Net capital outflows are set to surge to $125 billion in 2014, more than the $100 billion predicted earlier, according to Vedev. That would be the highest annual total since 2008, when $133.6 billion left the country, according to central bank data. The Economy Ministry projects outflows will slow to $90 billion in 2015 as sanctions will remain in place throughout the year.

Russia needs Brent, the grade of oil traders look at for pricing Russia’s main export blend, to average about $100 this year to balance its budget, Deutsche Bank AG estimates. Brent crude today slid 0.7 percent to $72.06 after yesterday’s 3.4 percent rally.

Budget Financing

Russia may use more than 500 billion rubles from the $88.9 billion Reserve Fund to finance the budget next year, said Maxim Oreshkin, head of the Finance Ministry’s strategic planning department. GDP forecasts of the ministries of finance and economy coincide for next year under the Finance Ministry’s “optimistic” scenario, which assumes an $80 oil price, Oreshkin said.

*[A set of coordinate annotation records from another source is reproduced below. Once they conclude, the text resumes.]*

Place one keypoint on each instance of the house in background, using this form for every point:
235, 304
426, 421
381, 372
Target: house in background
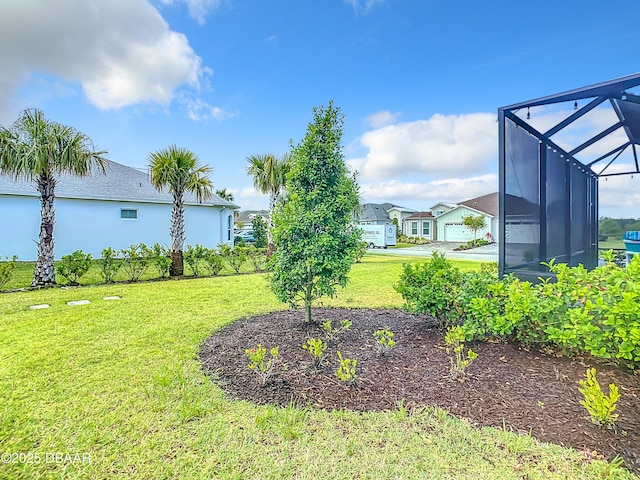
115, 210
449, 225
383, 214
245, 218
420, 225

Inflation will end the year at 9 percent in 2014 and slow to 7.5 percent at end-2015, Vedev said. The ruble’s devaluation will contribute 2.4 percentage points to consumer-price growth this year and 3.2 percentage points in 2015, he said. Inflation accelerated to 8.3 percent in October, the fastest since July 2011.

Retail sales, which were predicted to grow 0.6 percent next year, may instead plunge 3.8 percent, according to Vedev. Unemployment may rise to 6.4 percent in 2015, more than predicted earlier, and real wages will probably shrink 3.9 percent, he said.

“Some very strong factors have already done the damage for GDP growth next year,” Vladimir Miklashevsky, a strategist at Danske Bank A/S, said by phone. “Extremely tight monetary policy by the central bank, capital outflows, the weakening of the ruble, and sanctions are contributing to accelerated inflation and the cost of capital.”

(An earlier version of this story was corrected to fix the time since Russia’s last recession.)